MAHO KUBOTA GALLERY is proud to present a solo exhibition by Yurie Nagashima, opening on October 16, 2020. For the past five years, Nagashima has been actively exhibiting at art museums, with a major solo exhibition at the Tokyo Photographic Art Museum in 2017, followed recently by shows such as solo exhibitions at the Chihiro Art Museum and Yokohama Civic Gallery Azamino, and a joint exhibition with Kei Takemura at the Museum of Modern Art, Gunma. This is her first solo exhibition at MAHO KUBOTA GALLERY in four and a half years.
In this exhibition, Nagashima presents 8×10 photograms made by placing some of the many pressed flowers that she inherited from her grandmother on photographic paper, and landscape photos printed after applying a photosensitive emulsion to wooden boards. The photograms were shown at the Museum of Modern Art, Gunma and the landscapes at Yokohama Civic Gallery Azamino. Both sets are black-and-white photographs that Nagashima printed herself in a darkroom. They are presented here in a new configuration as an installation for this show.
Since the beginning of 2020, the world has found itself suddenly gripped by a pandemic. This calamity, which would have been difficult for anyone to predict, has greatly changed the lifestyles that we once took for granted. Major changes are occurring in the art world, as well. With our new ‘normal’ requiring us to maintain social distancing, an enormous number of images of art, more than ever before, are now being circulated and consumed through means such as virtual worlds on the internet. As images are being replicated, shared, and reproduced on a grand scale that makes them part of society’s shared experience, it feels as if a large, inexplicable cavity has opened up in the center of a whirlpool of weightless digital image flotsam.
Today, with everyone carrying mobile phones equipped with high-precision cameras and posting their shots on social media, photos have lost their gravity due to the speed of the process.

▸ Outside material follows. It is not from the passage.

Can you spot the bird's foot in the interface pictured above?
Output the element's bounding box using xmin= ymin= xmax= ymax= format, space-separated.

They are seen simply as images, and are becoming increasingly detached from materiality. In light of this, Nagashima describes her ‘analog’ approach—using photographic paper and developing her works in trays in a darkroom—as a process in which she transforms “something thought of as a mere image into something that possesses substance and exists in the world.”
The exhibition takes the form of an installation configured so as to place a layer between the art and the viewer. In addition to being reproductions of images captured by eye in the past, the photographic prints possess material weight, suggesting symbolism that links to memories.
The artist made the following comments about this exhibition.
“Last year and the year before last, a chance to print black-and-white photographs by hand reminded me of how enjoyable it is to work in a darkroom. Printing photos by hand is like being in a dark place where you re-encounter and have a dialog with the images that you photographed.
Color prints are developed in complete darkness, but monochrome prints allow you to work using a red light. The lighting in the darkroom has a similar feel to that of my bedroom long ago when I would leave a small light on all night because I was afraid of the dark. The time I experience in the darkroom is like back then, when I would think about all sorts of things until I fell asleep. It feels like a world of mine alone, in which everything is ambiguous. It involves physical work, and relies on simple calculations, gut feelings, and luck.
That is where I transform something thought of as a mere image into something that possesses substance and exists in the world.
The spread of the coronavirus has caused people to grow apart, physically speaking. What I miss now is touching things, not looking at them. I feel deeply attached to the physical, material images that I produce while feeling my way around in the darkroom, where sense of sight is largely useless. Those feelings were so strong that I decided to shoot black-and-white photos in order to be able to print monochrome photos on my own.
I usually mount photos directly on the wall without framing them, but for this exhibition I decided to put something in front of the photos to act as a layer separating them from the viewer.